O regresso de Pedro Tiago de Orléans e Bragança ao Palácio do Grão-Pará, na cidade de Petrópolis (a cerca de 70 quilómetros da cidade do Rio de Janeiro) foi breve. O Tribunal de Justiça do Rio de Janeiro suspendeu a permissão ao trineto da Princesa Isabel e do Conde d’Eu de usufruir da casa do século 19 onde alega viver há mais de 40 anos , avançou o jornal O Globo . O terreno é avaliado em 70 milhões de reais (cerca de 11,88 milhões de euros).

Em 9 de junho, Pedro Tiago havia sido impedido por seguranças da empresa Companhia Imobiliária de Petrópolis (responsável por administrar os imóveis da sua família) de entrar na casa. Com a sua insistência, a polícia foi acionada para uma chamada de “invasão de propriedade” , lançando bombas de gás lacrimogéneo contra o então morador. No dia seguinte, as fechaduras foram trocadas , impedindo mais uma vez a entrada de Pedro Tiago. O seu pai, Pedro Carlos de Orléans e Bragança, os seus tios Afonso e Francisco de Orléans e Bragança e outros herdeiros decidem na justiça os rumos deste e outros palácios que fazem parte do espólio do ramo de Petrópolis. A decisão favorável a Tiago, que permitia que este regressasse ao palácio, foi expedida nove dias depois, a 18 de junho pela 2ª Vara Cível de Petrópolis, que reconheceu que a empresa não poderia forçar a retirada do morador por conta própria . No regresso, a defesa alegou que alguns dos pertences de Pedro Tiago haviam desaparecido ou sido movidos de sítio.
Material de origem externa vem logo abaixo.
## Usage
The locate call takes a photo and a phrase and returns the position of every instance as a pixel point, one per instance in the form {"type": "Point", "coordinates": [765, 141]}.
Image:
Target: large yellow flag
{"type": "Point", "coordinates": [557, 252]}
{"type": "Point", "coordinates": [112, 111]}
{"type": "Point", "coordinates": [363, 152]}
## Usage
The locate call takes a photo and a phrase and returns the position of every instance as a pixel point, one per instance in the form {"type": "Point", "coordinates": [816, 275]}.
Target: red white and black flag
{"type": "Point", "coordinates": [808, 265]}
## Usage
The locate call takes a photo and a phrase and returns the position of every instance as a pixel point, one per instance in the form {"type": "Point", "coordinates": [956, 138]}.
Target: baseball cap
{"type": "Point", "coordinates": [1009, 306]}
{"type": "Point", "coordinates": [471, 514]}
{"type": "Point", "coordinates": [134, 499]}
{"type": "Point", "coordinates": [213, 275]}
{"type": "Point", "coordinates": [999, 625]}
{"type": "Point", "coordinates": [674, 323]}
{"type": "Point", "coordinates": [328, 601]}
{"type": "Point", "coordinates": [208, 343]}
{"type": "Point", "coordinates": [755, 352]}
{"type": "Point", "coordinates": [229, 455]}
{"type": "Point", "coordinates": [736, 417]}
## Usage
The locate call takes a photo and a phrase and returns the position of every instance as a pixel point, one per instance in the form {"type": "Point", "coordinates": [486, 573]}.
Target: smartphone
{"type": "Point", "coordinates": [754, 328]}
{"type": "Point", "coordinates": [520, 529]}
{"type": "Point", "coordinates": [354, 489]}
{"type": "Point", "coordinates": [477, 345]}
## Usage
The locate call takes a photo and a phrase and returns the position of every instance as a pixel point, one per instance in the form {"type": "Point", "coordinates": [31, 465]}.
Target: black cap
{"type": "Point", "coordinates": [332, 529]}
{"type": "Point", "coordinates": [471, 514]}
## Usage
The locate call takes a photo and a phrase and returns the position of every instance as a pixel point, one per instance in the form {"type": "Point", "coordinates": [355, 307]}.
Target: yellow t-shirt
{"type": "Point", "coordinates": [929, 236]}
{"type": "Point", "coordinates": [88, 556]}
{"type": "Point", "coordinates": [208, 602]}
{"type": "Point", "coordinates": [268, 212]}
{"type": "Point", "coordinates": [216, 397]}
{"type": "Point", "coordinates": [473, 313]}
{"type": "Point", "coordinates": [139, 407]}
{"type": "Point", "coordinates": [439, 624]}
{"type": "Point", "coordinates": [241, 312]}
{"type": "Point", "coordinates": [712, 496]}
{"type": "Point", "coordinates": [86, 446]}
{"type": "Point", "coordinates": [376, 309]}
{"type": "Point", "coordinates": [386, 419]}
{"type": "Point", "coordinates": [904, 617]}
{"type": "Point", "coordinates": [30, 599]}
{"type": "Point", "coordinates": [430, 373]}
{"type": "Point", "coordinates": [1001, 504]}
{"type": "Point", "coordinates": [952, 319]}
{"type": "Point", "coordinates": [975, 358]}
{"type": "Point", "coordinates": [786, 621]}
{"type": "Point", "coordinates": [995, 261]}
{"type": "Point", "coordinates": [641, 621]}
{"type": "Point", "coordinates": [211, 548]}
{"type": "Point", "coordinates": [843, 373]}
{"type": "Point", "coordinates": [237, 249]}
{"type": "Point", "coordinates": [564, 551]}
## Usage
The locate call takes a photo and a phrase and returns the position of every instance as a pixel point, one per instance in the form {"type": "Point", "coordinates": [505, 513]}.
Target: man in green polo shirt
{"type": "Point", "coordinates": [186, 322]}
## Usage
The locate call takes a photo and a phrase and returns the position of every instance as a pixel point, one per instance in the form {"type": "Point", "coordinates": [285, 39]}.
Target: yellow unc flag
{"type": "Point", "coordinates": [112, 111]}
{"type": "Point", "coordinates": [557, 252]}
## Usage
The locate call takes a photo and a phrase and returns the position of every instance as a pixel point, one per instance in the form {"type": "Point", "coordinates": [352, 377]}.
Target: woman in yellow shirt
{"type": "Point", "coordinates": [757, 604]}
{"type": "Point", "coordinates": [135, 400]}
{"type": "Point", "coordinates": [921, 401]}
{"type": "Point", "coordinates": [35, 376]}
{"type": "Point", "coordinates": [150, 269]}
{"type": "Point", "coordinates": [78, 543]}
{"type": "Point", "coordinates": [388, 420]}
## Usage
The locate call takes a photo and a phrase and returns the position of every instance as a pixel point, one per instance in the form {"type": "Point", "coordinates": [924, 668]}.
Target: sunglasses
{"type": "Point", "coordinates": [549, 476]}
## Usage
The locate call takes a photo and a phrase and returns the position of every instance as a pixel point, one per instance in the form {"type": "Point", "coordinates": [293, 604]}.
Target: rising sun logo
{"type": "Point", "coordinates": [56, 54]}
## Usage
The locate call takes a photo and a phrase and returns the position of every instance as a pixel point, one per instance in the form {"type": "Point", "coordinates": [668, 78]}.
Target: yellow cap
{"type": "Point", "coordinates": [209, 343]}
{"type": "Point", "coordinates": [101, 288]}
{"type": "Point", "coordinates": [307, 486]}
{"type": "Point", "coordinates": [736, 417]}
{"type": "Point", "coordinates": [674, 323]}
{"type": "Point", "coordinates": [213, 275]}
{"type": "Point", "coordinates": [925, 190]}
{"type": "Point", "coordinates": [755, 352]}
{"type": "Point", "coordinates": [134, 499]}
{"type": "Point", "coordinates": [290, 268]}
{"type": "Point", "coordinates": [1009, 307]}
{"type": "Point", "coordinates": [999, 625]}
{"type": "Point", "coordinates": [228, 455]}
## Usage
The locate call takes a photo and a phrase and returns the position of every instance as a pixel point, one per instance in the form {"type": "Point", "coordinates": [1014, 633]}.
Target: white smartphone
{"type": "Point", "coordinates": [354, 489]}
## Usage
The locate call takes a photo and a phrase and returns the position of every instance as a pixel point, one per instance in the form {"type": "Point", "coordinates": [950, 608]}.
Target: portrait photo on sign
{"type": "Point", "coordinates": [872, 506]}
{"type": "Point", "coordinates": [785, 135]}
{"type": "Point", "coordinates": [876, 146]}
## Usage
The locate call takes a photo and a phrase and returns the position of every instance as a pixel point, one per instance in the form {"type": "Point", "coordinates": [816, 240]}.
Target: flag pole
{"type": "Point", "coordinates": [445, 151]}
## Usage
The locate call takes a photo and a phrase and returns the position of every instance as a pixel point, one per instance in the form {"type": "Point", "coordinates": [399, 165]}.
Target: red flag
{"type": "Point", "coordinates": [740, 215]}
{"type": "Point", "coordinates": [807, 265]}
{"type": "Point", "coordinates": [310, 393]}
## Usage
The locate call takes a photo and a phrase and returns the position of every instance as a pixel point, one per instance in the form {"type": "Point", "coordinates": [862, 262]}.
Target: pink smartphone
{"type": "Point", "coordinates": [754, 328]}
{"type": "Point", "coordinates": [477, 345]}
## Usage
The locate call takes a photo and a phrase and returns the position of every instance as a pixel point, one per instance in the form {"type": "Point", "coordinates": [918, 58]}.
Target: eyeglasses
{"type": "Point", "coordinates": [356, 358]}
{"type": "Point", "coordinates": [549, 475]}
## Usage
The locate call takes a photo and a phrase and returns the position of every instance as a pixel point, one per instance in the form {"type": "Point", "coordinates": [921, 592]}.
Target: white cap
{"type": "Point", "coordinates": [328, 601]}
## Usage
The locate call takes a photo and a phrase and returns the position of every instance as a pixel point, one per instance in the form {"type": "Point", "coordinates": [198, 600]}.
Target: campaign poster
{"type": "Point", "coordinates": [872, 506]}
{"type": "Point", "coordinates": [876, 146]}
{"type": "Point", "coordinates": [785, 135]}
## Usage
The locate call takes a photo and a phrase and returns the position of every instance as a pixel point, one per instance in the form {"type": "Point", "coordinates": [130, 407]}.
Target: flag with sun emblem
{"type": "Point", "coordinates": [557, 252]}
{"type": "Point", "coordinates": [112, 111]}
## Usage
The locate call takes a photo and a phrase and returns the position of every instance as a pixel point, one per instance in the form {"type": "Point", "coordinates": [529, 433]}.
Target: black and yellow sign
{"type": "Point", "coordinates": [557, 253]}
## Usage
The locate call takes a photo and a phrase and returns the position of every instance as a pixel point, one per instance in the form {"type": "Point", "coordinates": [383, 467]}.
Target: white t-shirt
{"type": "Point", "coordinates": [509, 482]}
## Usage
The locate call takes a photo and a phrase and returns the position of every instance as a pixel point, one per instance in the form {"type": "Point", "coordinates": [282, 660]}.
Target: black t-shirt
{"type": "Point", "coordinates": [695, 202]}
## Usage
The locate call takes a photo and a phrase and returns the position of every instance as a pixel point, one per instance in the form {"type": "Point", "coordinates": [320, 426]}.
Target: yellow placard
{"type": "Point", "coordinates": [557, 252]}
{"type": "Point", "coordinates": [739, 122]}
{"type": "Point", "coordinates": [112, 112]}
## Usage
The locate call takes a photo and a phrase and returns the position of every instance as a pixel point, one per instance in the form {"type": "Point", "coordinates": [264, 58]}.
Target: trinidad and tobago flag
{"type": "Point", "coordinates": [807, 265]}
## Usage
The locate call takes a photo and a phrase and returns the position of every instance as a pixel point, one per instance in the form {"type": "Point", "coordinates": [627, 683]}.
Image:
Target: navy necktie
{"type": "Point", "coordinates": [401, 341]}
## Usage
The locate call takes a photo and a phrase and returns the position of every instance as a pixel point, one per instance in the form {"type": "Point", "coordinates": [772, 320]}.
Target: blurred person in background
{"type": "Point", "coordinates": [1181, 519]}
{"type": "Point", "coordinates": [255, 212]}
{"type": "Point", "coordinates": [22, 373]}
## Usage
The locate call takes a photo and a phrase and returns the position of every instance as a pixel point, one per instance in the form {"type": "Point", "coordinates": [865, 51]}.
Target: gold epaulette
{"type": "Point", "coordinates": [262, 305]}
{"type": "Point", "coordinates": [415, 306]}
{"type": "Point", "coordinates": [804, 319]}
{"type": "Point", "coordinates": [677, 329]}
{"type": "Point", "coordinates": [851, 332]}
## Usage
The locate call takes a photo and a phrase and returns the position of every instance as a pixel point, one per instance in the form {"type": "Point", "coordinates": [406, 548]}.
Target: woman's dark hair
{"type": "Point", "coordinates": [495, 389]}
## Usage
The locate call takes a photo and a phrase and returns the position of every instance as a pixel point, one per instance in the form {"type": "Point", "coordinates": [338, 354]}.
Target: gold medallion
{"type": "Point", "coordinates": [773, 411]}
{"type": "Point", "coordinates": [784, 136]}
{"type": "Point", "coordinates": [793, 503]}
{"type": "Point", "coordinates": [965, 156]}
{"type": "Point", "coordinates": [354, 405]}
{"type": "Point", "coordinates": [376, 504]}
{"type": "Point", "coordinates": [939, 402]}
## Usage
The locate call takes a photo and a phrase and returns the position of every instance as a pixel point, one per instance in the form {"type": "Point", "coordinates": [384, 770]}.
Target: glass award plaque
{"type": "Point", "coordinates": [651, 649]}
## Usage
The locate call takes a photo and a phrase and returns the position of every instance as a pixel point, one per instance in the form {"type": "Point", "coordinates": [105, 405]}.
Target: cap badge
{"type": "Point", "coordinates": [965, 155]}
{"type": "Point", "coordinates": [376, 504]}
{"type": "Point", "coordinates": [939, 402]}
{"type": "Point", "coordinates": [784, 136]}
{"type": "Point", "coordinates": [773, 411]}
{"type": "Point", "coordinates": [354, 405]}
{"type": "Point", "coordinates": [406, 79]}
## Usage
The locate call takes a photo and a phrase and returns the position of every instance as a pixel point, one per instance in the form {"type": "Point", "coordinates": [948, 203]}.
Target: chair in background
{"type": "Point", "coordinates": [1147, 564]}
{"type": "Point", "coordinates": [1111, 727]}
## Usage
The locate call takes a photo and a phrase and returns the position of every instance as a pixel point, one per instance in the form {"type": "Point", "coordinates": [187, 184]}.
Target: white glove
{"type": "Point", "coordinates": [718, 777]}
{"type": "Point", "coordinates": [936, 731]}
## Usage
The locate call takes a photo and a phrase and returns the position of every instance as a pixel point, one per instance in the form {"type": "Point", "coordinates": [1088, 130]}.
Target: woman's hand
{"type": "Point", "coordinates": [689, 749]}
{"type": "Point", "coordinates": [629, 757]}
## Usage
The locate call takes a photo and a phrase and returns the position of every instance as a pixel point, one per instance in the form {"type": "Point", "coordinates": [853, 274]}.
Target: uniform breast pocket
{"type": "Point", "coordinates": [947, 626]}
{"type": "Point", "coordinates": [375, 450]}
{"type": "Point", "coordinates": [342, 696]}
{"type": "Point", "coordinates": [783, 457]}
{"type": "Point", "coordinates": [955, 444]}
O Tribunal de Justiça do Rio de Janeiro interveio, decidindo em segunda instância no dia 16 de julho a reintegração de posse pela Companhia Imobiliária de Petrópolis. A Justiça de Petrópolis recebeu o documento e ordenou que este fosse cumprido . Desta feita, não houve uma saída dramática : Pedro Tiago já havia retirado os seus pertences do palácio e não estava no mesmo quando o novo mandado de reintegração foi cumprido, disse o seu advogado Fabrizio Bon Vecchio ao mesmo jornal. Pedro Tiago no entanto recorreu da decisão e o caso segue em tramitação pública no tribunal. “De forma inédita e improvável , a magistrada de segundo grau ignorou todo o extenso standard probatório e não reconsiderou a sua decisão”, afirmou Fabrizio, referindo ter apresentado como prova dezasseis declarações de pessoas “que atestariam uma posse longa e regular”. O processo de usucapião (que tornaria Pedro Tiago o dono da casa pela sua permanência longeva nesta) está a tramitar separadamente da reintegração de posse.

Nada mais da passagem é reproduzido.